O aquecimento global vem provocando mudanças profundas no ambiente marinho e em sua dinâmica. O aquecimento progressivo da água do oceano tem provocado aumento na frequência e intensidade das ondas de calor marinhas, acidificação e redução dos níveis de oxigênio no mar, comprometendo a vida marinha — os efeitos atingem o equilíbrio do ecossistema marinho, a abundância das espécies, estruturas de costões rochosos, praias, baías, manguezais, recifes de corais, impactando, assim, a economia, a segurança alimentar, as nossas próprias vidas. Paralelamente, o nível médio do mar sobe em ritmo acelerado devido ao aquecimento e ao derretimento de geleiras, representando ameaça crescente às comunidades costeiras.
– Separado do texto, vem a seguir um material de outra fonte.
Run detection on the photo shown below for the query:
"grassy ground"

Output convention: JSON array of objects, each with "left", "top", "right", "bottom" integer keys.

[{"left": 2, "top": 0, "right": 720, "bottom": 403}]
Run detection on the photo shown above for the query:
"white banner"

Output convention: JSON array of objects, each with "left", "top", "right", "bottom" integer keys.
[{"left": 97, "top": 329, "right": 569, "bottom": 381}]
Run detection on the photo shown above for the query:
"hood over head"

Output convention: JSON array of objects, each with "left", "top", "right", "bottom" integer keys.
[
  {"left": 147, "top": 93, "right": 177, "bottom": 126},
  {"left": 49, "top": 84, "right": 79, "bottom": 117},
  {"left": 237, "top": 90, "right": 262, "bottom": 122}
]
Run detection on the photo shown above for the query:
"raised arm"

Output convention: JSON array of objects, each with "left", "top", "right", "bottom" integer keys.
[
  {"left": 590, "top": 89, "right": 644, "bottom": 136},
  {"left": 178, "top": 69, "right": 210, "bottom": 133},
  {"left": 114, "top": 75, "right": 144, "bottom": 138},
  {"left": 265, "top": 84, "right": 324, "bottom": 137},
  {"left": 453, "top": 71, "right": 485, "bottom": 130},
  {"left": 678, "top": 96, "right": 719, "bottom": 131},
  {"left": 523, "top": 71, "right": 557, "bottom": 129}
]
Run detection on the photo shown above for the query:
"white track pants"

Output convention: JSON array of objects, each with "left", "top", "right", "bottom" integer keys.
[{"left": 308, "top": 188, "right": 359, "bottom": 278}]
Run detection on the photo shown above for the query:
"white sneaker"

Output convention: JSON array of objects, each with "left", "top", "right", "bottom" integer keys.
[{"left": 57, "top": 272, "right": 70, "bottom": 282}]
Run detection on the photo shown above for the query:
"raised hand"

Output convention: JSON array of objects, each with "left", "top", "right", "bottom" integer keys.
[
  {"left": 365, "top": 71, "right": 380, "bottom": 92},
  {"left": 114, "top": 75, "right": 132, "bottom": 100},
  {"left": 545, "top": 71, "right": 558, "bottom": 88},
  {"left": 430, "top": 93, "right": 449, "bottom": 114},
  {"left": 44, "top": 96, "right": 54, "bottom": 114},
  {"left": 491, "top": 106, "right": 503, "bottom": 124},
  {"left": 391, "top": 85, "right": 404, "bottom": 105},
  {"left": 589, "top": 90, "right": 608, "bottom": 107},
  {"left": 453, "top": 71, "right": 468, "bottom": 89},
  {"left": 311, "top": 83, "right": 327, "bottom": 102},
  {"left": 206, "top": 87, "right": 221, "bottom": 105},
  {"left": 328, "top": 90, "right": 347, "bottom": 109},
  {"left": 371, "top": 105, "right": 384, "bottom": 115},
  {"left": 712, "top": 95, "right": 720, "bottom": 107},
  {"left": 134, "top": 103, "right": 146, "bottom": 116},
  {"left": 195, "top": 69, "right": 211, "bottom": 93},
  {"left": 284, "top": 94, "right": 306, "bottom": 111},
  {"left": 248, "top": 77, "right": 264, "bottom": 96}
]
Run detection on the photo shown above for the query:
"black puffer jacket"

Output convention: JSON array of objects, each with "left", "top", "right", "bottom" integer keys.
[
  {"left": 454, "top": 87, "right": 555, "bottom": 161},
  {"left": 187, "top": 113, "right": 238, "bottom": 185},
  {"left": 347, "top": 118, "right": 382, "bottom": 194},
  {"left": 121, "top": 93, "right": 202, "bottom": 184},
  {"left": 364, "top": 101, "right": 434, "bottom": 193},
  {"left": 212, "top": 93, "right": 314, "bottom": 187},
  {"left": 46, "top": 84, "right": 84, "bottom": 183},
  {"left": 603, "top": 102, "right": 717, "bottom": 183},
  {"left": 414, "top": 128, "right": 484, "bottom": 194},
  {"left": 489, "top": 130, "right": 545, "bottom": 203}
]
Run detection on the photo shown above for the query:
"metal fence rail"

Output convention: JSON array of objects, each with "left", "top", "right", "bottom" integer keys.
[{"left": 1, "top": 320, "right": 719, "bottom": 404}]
Diante desse cenário, a COP30 ressaltou a urgência de medidas de adaptação. A elevação da temperatura global ameaça desencadear consequências potencialmente irreversíveis, o que torna imprescindível compreender como a interação entre oceano e clima impacta o ecossistema, territórios, cidades e pessoas. A inserção desses temas no centro do debate climático é um avanço que pressiona e amplia o espaço para a concepção de políticas públicas baseadas em pesquisas científicas consistentes.
O oceano pode ser também um grande aliado na transição energética a partir do uso de tecnologias para a produção de energia renovável. Alguns exemplos são a eólica offshore, que produz energia elétrica a partir dos ventos em alto-mar, sistemas flutuantes com painéis solares podem ocupar grandes áreas do espaço marinho de forma sustentável, com grande capacidade para atender regiões costeiras. Há, ainda, outras fontes que podem ser geradas a partir do oceano: advindas das ondas, correntes, marés e gradientes de temperatura e de salinidade. Além disso, outros produtos podem ser obtidos, como o hidrogênio verde, um combustível de baixa emissão, decorrente da eletrólise da água do mar – processo que utiliza eletricidade para separar o hidrogênio do oxigênio. Estas possibilidades mostram como o oceano pode ser também um aliado para medidas de mitigação e adaptação do cenário atual. A Zona Econômica Exclusiva Brasileira tem potencial de produção de quase 6 mil GW. Para se ter uma ideia, a capacidade instalada da hidrelétrica de Itaipu é de 14 GW.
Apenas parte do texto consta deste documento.